Dupla Prisão Choca Praia Grande: Motorista detido por agressão horas antes de atropelar família, revelando grave caso de violência doméstica e embriaguez ao volante

A cidade de Praia Grande, no litoral de São Paulo, foi palco de uma sequência de eventos chocantes que culminaram na prisão de um motorista por tentativa de homicídio, após ele ter sido detido e liberado horas antes por violência doméstica. Bruno de Souza Damo, o protagonista dessa história, foi preso novamente no mesmo dia em que agrediu sua namorada, mas dessa vez por um crime ainda mais grave, que colocou a vida de uma família em risco.

A rapidez com que os fatos se sucederam e a gravidade das acusações contra Damo geraram grande repercussão, levantando discussões sobre a eficácia do sistema judicial e a importância de políticas de combate à violência contra a mulher. A namorada de Bruno, que é a proprietária do veículo envolvido no atropelamento, estava no carro no momento do acidente, conforme informações divulgadas pelo g1.

Este caso emblemático, que envolve violência doméstica, embriaguez ao volante e tentativa de homicídio, destaca a urgência de atenção a comportamentos de risco e suas consequências devastadoras, conforme apurado pelo g1.

A Primeira Prisão: Violência Doméstica e Liberação

A primeira detenção de Bruno de Souza Damo ocorreu após testemunhas acionarem a Polícia Militar (PM), relatando que um homem estava hostilizando uma mulher. Ao chegarem ao local, os agentes flagraram Bruno proferindo xingamentos e empurrando a namorada de forma violenta, fazendo com que ela caísse no chão.

O boletim de ocorrência (BO) detalha que Bruno tentou agredir a mulher com um soco, sendo prontamente contido pelos policiais. Foi necessário o uso de força moderada, pois o homem se exaltou e resistiu à prisão, conforme consta no registro. A vítima relatou aos policiais que o casal teve um desentendimento na praia, motivado por ciúmes de Bruno.
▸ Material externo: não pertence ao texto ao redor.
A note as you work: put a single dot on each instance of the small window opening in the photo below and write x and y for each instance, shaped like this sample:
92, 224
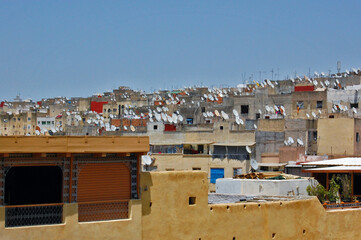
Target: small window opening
244, 109
192, 200
319, 104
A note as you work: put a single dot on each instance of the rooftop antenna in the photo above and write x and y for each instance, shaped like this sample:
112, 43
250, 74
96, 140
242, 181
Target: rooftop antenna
254, 164
249, 150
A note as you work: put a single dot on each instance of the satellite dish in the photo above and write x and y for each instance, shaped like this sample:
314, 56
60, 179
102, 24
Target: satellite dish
235, 112
164, 117
146, 160
254, 164
180, 118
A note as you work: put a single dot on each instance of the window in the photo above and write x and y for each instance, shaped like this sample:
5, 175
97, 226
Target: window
355, 105
192, 200
319, 104
237, 171
315, 136
216, 173
300, 105
244, 109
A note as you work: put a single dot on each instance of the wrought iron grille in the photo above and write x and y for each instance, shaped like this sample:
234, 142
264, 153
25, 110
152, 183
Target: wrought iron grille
16, 216
100, 211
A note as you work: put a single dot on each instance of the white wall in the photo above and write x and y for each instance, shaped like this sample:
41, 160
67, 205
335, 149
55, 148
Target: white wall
263, 187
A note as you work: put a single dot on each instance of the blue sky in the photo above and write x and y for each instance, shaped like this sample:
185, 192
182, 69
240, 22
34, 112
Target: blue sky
77, 48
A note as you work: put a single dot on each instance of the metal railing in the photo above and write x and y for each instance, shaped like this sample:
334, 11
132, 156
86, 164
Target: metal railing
30, 215
342, 205
102, 210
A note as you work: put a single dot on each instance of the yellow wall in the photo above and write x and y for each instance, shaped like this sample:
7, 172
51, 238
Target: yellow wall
164, 213
126, 229
171, 217
335, 136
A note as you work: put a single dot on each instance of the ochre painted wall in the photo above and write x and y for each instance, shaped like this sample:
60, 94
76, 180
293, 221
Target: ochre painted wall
72, 230
164, 213
168, 215
336, 136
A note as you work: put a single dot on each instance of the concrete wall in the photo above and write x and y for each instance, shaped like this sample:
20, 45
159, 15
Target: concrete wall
257, 187
164, 213
171, 217
268, 142
336, 136
287, 153
71, 229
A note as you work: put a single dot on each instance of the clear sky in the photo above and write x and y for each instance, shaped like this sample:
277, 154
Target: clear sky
77, 48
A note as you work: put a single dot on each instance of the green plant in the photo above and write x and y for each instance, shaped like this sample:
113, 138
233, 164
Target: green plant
317, 190
345, 184
333, 195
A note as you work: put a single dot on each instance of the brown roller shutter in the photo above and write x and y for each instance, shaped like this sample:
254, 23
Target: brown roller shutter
103, 182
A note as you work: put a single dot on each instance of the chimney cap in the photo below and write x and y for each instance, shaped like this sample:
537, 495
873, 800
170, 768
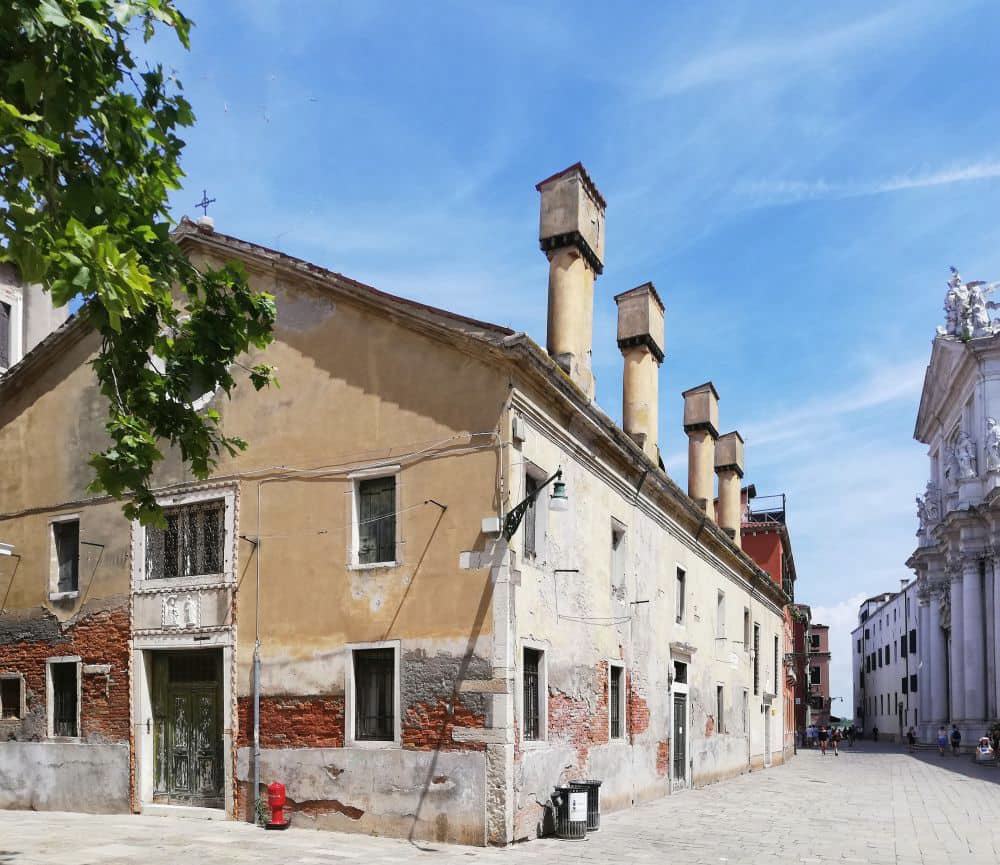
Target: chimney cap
575, 168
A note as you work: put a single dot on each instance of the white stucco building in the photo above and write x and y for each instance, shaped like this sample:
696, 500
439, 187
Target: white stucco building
886, 664
956, 560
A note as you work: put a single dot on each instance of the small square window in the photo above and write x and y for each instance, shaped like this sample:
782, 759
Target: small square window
616, 700
11, 698
374, 695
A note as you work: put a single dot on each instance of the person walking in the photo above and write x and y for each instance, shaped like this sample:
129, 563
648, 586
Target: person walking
956, 740
942, 739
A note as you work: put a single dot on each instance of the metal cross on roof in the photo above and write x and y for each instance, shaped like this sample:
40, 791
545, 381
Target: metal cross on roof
205, 201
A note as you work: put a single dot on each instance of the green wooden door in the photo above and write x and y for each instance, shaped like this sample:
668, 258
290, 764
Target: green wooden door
189, 750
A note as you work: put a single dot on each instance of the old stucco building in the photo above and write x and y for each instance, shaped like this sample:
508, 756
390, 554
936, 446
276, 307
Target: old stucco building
349, 608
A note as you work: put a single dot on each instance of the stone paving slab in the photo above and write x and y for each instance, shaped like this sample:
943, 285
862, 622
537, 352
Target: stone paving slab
870, 806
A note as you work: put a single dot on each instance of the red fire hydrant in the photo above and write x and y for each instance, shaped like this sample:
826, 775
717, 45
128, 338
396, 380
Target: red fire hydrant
276, 801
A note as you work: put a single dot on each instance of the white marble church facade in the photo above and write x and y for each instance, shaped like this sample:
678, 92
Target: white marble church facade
957, 559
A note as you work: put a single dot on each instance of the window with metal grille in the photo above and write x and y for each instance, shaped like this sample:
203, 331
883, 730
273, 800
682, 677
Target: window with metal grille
377, 520
10, 698
756, 659
531, 516
617, 690
4, 335
66, 539
532, 694
191, 545
374, 695
65, 698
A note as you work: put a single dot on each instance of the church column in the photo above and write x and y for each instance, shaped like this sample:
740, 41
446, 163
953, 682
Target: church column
957, 654
937, 655
924, 659
974, 641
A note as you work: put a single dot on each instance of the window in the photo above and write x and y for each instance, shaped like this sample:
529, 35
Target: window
191, 545
376, 516
66, 555
756, 659
11, 698
533, 705
616, 700
775, 665
530, 523
374, 695
64, 697
4, 335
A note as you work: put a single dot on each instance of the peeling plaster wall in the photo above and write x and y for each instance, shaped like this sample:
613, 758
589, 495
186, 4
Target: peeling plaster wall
425, 795
571, 603
51, 776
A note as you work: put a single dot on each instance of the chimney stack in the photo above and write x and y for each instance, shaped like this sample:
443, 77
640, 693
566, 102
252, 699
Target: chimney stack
571, 234
640, 338
701, 423
729, 468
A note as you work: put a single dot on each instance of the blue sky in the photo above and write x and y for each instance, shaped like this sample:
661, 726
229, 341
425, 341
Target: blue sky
794, 178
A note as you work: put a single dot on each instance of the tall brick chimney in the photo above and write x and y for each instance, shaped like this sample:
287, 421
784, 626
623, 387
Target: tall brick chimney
701, 423
571, 234
640, 338
729, 468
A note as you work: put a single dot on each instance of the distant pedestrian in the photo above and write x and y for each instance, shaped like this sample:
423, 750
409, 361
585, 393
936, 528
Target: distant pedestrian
942, 739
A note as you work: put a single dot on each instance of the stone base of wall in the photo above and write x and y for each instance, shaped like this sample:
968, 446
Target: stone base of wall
57, 776
424, 795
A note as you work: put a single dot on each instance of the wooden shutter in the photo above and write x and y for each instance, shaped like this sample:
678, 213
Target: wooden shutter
377, 520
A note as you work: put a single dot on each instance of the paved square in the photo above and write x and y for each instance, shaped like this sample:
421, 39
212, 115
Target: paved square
874, 805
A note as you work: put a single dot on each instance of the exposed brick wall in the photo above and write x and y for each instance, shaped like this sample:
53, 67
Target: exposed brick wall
98, 638
294, 722
580, 722
428, 726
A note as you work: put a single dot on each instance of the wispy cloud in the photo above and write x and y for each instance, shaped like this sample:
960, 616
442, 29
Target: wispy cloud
769, 192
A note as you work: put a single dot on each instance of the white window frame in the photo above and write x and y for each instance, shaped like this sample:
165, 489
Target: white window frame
680, 606
393, 471
50, 697
543, 694
23, 707
221, 492
350, 698
622, 700
54, 593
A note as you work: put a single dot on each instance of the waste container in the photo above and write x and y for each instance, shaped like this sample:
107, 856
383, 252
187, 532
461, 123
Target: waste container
571, 813
593, 790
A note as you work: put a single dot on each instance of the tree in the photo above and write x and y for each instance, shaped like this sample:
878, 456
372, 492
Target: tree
89, 152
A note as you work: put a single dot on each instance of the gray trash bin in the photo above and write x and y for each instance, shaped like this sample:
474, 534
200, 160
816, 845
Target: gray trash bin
593, 790
571, 813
Apesar da agressão evidente, Bruno de Souza Damo foi liberado da Delegacia de Defesa da Mulher (DDM) de São Vicente. A decisão de sua soltura se deu após a namorada agredida optar por não representar criminalmente contra ele, um fato que, poucas horas depois, se mostraria precursor de um novo e mais grave incidente.

O Atropelamento Brutal em Praia Grande

No mesmo dia de sua liberação, Bruno de Souza Damo foi novamente protagonista de um incidente criminoso. Desta vez, ele dirigia embriagado quando invadiu uma calçada e atropelou uma família inteira em Praia Grande, São Paulo. Um vídeo do momento registra a cena em que as vítimas, que caminhavam tranquilamente, são surpreendidas pelo carro em alta velocidade.

O veículo atingiu a família com força, fazendo com que as pessoas fossem arremessadas para dentro de uma residência, após o carro se chocar contra o portão. Quando a PM chegou ao local do atropelamento, as vítimas já estavam sendo socorridas pelo Serviço de Atendimento Móvel de Urgência (Samu) e encaminhadas ao Pronto-Socorro Central, sem detalhes sobre o estado de saúde delas.

O cenário no local era de caos, com Bruno de Souza Damo sendo agredido por testemunhas que presenciaram o atropelamento. Os policiais intervieram para conter os agressores e, ao se aproximarem de Bruno, notaram sinais claros de embriaguez, como olhos vermelhos, fala desconexa e forte odor de álcool.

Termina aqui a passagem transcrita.